My common application is done.
I have applied to the several schools that I am currently interested in. I am looking forward to receiving my decisions soon. We will be waiting until the official transcript comes out on September 15th and all my letter of recommendation are in. It has been a long but meaningful road that much like my driving lessons my parents started the journey but they then put me behind the wheel and now I am driving towards a goal. I still will make some accepted student visits and will have to wait on financial aid to determine the best “value” as my Dad says.
I thought I would share my college essay after six revisions here it is:
My mom is Goofy and I want to be just like her.
You cannot always tell a runner from their clothes, their shoes, or what size they are. In the case of my family, the last one is definitely true. We are what you would call “fluffy” runners. I love running—the challenge, the exercise, and the ability to focus your thoughts—but it wasn’t always like that for me and my mom. When my mom married into my dad’s family, little did she know she was signing up for years of holidays spent discussing races, shoes, and, most of all, achievements.
One day, we went to Disneyland to run and see the parks, but mostly to run. I soon found myself at the starting line of the Fifth Fabulous 5k, which was more like a concert than a road race, with music and special guests both celebrity and furry. With a horn we were off into the early morning, running into the heart of Disneyland.
We emerged from the darkness into the sunshine as we passed steadily through Sleeping Beauty’s castle. Running down Walt’s Main Street, we bunched together and exited the park to loud cheers. As we entered California Adventure, however, I suddenly started to feel the weight of the crowd. My father, whom I was running with, told me to go with the flow and look for our family at the finish. It was on the wooden boardwalk of Paradise Pier that my legs simply gave out. I was feeling light-headed and nauseous from the smells and the music was now pounding to the beat of my pulse. Unable to run, I limped along with the crowd, focused only on the finish line across the bay.

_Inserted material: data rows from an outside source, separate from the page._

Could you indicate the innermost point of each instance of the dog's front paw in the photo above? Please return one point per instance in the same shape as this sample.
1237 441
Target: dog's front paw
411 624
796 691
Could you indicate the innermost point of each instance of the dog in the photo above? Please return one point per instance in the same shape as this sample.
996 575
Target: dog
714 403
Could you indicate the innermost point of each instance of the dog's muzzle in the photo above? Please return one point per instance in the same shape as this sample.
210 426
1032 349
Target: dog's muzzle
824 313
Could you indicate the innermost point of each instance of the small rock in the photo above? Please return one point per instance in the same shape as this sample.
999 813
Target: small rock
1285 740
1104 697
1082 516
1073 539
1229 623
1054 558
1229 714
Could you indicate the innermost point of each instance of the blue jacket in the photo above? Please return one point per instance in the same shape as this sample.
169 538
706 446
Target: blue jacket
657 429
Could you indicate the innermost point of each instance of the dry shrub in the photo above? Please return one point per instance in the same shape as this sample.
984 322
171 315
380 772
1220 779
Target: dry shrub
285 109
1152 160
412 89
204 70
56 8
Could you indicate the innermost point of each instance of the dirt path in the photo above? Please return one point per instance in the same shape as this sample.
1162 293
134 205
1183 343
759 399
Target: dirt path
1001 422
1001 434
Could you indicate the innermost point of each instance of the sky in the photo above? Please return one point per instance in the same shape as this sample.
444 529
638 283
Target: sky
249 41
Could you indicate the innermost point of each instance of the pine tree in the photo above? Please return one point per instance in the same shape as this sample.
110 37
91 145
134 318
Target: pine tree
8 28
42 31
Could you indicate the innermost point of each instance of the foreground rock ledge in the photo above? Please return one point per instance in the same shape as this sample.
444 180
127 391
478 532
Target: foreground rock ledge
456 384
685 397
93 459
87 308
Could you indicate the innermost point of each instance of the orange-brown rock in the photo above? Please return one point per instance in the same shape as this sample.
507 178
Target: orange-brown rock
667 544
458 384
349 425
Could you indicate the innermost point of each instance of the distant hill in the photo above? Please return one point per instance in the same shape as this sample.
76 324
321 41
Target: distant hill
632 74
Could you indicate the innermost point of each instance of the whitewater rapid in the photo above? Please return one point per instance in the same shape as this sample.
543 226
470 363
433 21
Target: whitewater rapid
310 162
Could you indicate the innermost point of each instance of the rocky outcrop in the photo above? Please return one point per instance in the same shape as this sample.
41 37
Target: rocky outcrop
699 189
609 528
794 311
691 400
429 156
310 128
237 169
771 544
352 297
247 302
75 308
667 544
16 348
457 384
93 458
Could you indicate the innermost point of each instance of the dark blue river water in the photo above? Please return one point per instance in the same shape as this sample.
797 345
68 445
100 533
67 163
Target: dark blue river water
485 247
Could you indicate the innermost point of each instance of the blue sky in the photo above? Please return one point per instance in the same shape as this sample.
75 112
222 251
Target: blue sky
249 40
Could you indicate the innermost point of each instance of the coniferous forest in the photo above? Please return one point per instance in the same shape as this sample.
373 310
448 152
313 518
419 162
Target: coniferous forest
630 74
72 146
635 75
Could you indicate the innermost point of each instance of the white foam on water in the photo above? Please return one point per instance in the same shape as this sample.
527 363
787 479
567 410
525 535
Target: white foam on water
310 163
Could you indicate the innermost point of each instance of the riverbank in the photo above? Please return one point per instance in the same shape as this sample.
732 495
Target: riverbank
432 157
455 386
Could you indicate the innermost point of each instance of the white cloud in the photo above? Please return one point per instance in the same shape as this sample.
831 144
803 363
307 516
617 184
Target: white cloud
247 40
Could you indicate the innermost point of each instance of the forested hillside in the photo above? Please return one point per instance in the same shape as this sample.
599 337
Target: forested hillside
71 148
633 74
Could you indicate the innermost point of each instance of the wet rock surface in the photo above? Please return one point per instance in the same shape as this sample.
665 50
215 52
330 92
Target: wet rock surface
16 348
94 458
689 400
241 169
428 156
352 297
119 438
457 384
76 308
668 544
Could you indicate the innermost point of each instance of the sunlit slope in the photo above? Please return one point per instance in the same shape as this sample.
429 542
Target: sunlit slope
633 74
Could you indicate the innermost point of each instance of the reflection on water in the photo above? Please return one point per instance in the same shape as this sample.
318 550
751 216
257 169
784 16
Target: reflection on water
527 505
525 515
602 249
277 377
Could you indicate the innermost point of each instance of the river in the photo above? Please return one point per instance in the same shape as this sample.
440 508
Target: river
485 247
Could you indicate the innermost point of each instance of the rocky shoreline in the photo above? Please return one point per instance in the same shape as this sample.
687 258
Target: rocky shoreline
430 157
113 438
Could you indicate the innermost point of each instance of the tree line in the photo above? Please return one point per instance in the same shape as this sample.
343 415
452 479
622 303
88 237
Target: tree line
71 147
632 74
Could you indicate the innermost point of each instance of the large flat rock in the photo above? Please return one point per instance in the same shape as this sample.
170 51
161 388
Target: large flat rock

“Finish strong” is my family’s running mantra, so I mustered up everything I had left and managed a slow trot towards the finish, my thoughts on the medal that I would show off at the next family gathering. With a final burst of energy, I crossed the line and was handed a slip of paper that read, “Due to a shipping oversight we are sorry to have run out of medals”.
When I was reunited with my family, I was sulking. As we were leaving the race, however, a man emerged from the crowd and asked me if I had just finished, and whether or not I received a medal. I muttered no, a flash of disappointment crossing my face. He took off his medal and placed it around my neck. I stood dumfounded, unable to hold back tears. I remember little of that first trip to Disneyland, but I remember this man and his simple act of kindness. I have numerous medals displayed alongside my parents’ in our living room but only one hangs in my bedroom.
I have long outgrown the sneakers that I ran this race with, and I no longer need to run with my parents. In the morning when I lace up my shoes and set my playlist, I see an open road of possibilities. As this road rises to meet me I push aside the day’s trepidations with the confidence, perseverance and determination I’ve gained from running. I turn the corner and a small dog barks at me, apparently unaware of my volunteer work at the local SPCA—work inspired by the compassion I remember each time I set eyes on my finishers medal above my bed. My love of running has helped me find my place in my family, school and community. Now it is time to head out and find my place in the world.
Four months later, I would finish another 5k at Disney World. My mother would run the half marathon and then the full marathon the next day, officially known as the “Goofy”. An achievement that effectively ended all family holiday dinner teasing. That is until I do it.